However, this year’s surge in the euro exchange rate complicates the ECB’s exit strategy. It curtails already sub-target inflation by making dollar-priced imports cheaper, dragging down the booming export sector and cutting into corporate earnings from outside the bloc.

Any mention of the euro and its relative impact on financial and economic conditions, as a result, may be the biggest market mover on Thursday.

Here’s what financial markets are looking for from the ECB’s statement and President Mario Draghi’s press conference.


The euro’s more than 13 percent rise against the dollar so far this year, its biggest in 14 years, puts the currency at the top of investor watch lists.

Absolute levels for the euro are still below its levels since ECB chief Mario Draghi promised to save the euro zone, but it is the speed of the move that is a concern.

On a trade-weighted basis, the euro has gained nearly 6 percent in less than five months. That strength creates obstacles for both economic growth and inflation in the euro zone.

Sources told Reuters last week that euro strength could delay ECB plans to roll back stimulus, and Draghi is sure to be asked about the currency in the post-meeting news conference.


With currency strength making a rare appearance in the minutes of the last policy meeting on July 20, markets will watch if the currency gets more attention in the formal post-meeting statement this week.

Despite the reference, Morgan Stanley analysts say the mention of the currency has dropped sharply in recent months after data-mining each policy statement and accompanying press conference since 1998.

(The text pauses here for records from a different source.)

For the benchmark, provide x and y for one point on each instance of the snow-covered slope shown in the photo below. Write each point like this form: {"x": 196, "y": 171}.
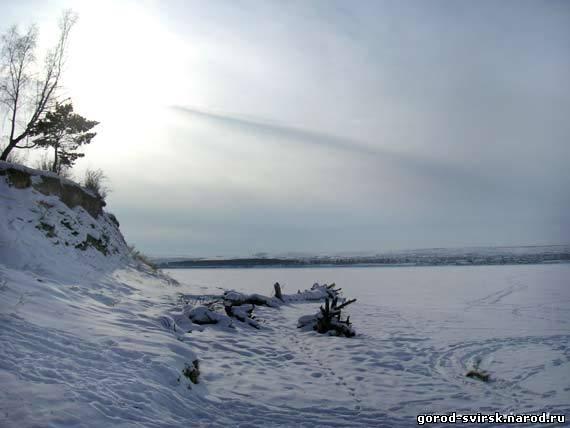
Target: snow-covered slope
{"x": 80, "y": 339}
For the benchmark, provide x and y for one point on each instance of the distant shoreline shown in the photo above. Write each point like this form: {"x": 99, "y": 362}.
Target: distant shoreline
{"x": 394, "y": 261}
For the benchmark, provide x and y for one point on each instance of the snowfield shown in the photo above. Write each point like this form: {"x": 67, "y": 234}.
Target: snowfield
{"x": 88, "y": 339}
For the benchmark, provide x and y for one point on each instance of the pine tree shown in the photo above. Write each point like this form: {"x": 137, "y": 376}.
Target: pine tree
{"x": 65, "y": 132}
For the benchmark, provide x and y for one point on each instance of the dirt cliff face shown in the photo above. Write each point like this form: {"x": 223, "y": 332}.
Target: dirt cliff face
{"x": 68, "y": 192}
{"x": 49, "y": 223}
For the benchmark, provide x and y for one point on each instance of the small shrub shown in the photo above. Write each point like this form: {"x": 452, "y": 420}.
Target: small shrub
{"x": 192, "y": 372}
{"x": 95, "y": 180}
{"x": 137, "y": 255}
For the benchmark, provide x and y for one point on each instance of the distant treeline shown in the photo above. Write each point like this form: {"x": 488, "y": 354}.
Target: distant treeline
{"x": 397, "y": 260}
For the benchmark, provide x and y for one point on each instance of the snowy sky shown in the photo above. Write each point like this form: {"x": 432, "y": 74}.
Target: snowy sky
{"x": 237, "y": 127}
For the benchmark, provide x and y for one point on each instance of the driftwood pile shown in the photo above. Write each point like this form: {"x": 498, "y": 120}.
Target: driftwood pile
{"x": 233, "y": 305}
{"x": 329, "y": 319}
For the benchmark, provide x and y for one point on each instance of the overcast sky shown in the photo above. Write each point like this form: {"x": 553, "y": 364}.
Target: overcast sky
{"x": 236, "y": 127}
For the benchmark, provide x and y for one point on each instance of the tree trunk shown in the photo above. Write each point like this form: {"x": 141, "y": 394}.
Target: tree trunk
{"x": 278, "y": 291}
{"x": 54, "y": 166}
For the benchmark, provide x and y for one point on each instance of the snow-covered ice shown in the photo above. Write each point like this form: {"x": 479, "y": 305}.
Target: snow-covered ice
{"x": 88, "y": 339}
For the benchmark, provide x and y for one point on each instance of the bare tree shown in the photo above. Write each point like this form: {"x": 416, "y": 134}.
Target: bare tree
{"x": 27, "y": 96}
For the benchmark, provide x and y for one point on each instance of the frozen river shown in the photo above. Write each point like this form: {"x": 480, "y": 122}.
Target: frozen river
{"x": 420, "y": 330}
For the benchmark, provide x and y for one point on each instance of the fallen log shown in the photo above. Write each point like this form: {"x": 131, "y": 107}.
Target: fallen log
{"x": 329, "y": 319}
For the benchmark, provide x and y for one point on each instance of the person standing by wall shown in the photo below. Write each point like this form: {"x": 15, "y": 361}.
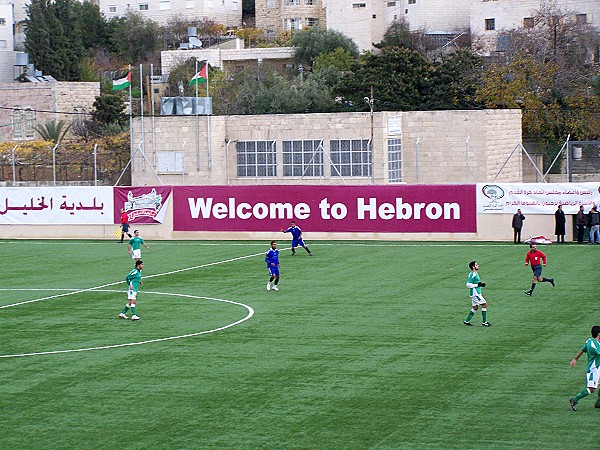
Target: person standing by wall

July’s policy statement had an abnormally low nine mentions of the currency compared with an average of 27 in the last two years and far below 56 times at its March meeting.

“I think they will be careful not to push any major changes – they are wary of the exchange rate,” said Robert Skelton, a portfolio manager at Mediolanum Asset Management.


Revisions to the ECB’s staff projections following recent gains in the euro is another important focus.

Markets expect a slight downward revision in core inflation forecasts, although analysts said the ECB’s long-term forecasts may be little changed and should not in themselves derail plans for tapering next year.

Inflation in the 19-country currency bloc, which the ECB aims to keep just below 2 percent, accelerated to 1.5 percent in August from 1.3 percent.

The ECB forecasts inflation of 1.5 percent in 2017 and 1.3 percent in 2018.


Markets have pushed back expectations for when the ECB will signal a scaling back of its stimulus, to October from September. The latest Reuters poll predicts the same.

Still, ECB comments will be scrutinized for any clues on the timing and scale of a taper.

About 36 percent of government bond yields in the euro zone are below zero, compared with a peak in June 2016 of 51 percent, according to JP Morgan Asset Management. Globally, 30 percent of government bond yields are sub zero.

Frederik Ducrozet, an economist at Pictet Wealth Management, expects the ECB to lay the groundwork for the decision to be made by year-end, tasking its committees to study all policy options for 2018.


The ECB may also be questioned about a growing scarcity of eligible bonds for the bond-buying scheme, which might encourage it to wind down stimulus sooner rather than later.

The ECB bought fewer German bonds in August than in any month since the start of the stimulus program, suggesting it was holding back to avoid running out of debt to buy.

As the ECB pushes against its self-imposed limits for asset purchases, bond investors will be looking for any changes in the composition of the bond-buying scheme — whether that’s in country allocation or changes in the mix of corporate and government bonds in the scheme.

“The general sense is that it is all going down,” said Nandini Ramakrishnan, global market strategist at JP Morgan Asset Management.

“The 60 billion euros a month includes both (corporate and government bonds), so reducing that, we think, could proportionately reduce the purchases in both.”


The market reaction itself could be in the spotlight, especially if the euro moves sharply either way.

European stocks peaked at a two-year high in May, and the pan-European STOXX 600 equity index has fallen by around 6 percent since then, with euro zone stocks shedding a similar amount. Some investors blamed the euro’s blistering ascent as the main culprit.

European banking stocks will benefit from any hawkish slant, as a low-rate environment has hurt margins. Banks have so far underperformed the broader market and are relatively cheap.

If the ECB maintains the status quo, European stocks may rise, as companies in the pan-European equity index get more than half their revenues outside the euro zone, according to estimates from Societe Generale.